The digestive distress that commonly accompanies Autism Spectrum Disorders (ASDs) significantly degrades the quality of life of those affected and their families. ASDs are currently estimated to impact 1 in 88 children, and yet the co-occurring gastrointestinal (GI) distress is understudied, having only recently been recognized by the medical establishment; in fact, there are currently no unified treatment strategies for ASD-linked GI distress. Our goal is to identify the mechanisms that underlie GI distress in ASD as a means to suggest effective therapeutic strategies. To do this, we have developed zebrafish models of one of the most prevalent genetic forms of ASD, Phelan McDermid Syndrome. This syndrome's GI symptoms include diarrhea, reflux, and cyclical vomiting. Phelan McDermid Syndrome is known to be caused by loss of one copy of the SHANK3 gene, a condition our team has been able to replicate in zebrafish. Our zebrafish model provides an innovative way to determine the mechanisms by which shank3 mutations are related to the symptoms of GI distress. Zebrafish have two unique characteristics that make them an ideal model for this work: their larvae are transparent, allowing us to see their GI function in process, while they are still alive; and we can study the development of regulatory circuits to identify those shank3 mutant tissues that produce GI distress. In addition, zebrafish and human nervous systems and GI tracts are remarkably similar, suggesting that the mechanisms we discover will be applicable to both. The zebrafish's small size and aquatic habitat also support targeted pharmacological screens to test therapeutic strategies. In aim one, we test how the shank3 mutations that cause Phelan McDermid Syndrome affect the development of tissues known to regulate GI function. In aim two, we test whether hormones and neurotransmitters known to regulate GI function can improve digestion in the shank3 mutant fish. There is a tremendous need to address GI distress in ASD. This project will improve our understanding of this problem and will pave the way for developing solutions.

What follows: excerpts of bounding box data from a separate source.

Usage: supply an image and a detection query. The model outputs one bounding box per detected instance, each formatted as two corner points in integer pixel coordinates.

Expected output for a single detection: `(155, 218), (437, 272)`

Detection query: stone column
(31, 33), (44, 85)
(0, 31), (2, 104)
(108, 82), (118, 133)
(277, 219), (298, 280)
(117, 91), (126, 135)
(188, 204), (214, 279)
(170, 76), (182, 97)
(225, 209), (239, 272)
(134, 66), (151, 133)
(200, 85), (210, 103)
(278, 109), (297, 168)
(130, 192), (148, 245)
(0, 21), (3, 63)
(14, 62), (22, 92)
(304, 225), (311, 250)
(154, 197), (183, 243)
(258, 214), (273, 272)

通常伴随自闭症谱系障碍 (ASD) 的消化不良症状显着降低 受影响者及其家人的生活质量。目前估计每 88 名儿童中就有 1 人患有自闭症谱系障碍 (ASD)， 然而，同时发生的胃肠道 (GI) 不适尚未得到充分研究，直到最近才被人们认识到 医疗机构；事实上，目前对于自闭症谱系障碍（ASD）相关的胃肠道疾病还没有统一的治疗策略 苦恼。我们的目标是确定自闭症谱系障碍中胃肠道不适的机制，以此作为建议有效的方法 治疗策略。为此，我们开发了最流行的遗传之一的斑马鱼模型 自闭症谱系障碍（ASD）的各种形式，费兰·麦克德米德综合症。该综合征的胃肠道症状包括腹泻、反流和 周期性呕吐。已知费兰·麦克德米德综合症是由于丢失一份 SHANK3 造成的 基因，我们的团队已经能够在斑马鱼中复制这种条件。 我们的斑马鱼模型提供了一种创新方法来确定 shank3 突变的机制 与胃肠道不适的症状有关。斑马鱼有两个独特的特征，使它们成为理想的选择 这项工作的模型：它们的幼虫是透明的，使我们能够看到它们的胃肠道功能，而它们是 还活着；我们可以研究调节回路的发展来识别那些 shank3 突变组织 产生胃肠道不适。此外，斑马鱼和人类的神经系统和胃肠道非常相似， 这表明我们发现的机制将适用于两者。斑马鱼体型小，水生 栖息地还支持有针对性的药理学筛选来测试治疗策略。 在目标一中，我们测试了导致费兰·麦克德米德综合征的 shank3 突变如何影响 已知调节胃肠道功能的组织。在目标二中，我们测试是否已知激素和神经递质 调节胃肠道功能可以改善shank3突变鱼的消化能力。 迫切需要解决自闭症谱系障碍患者的胃肠道不适问题。这个项目将加深我们对此的理解 问题，并将为制定解决方案铺平道路。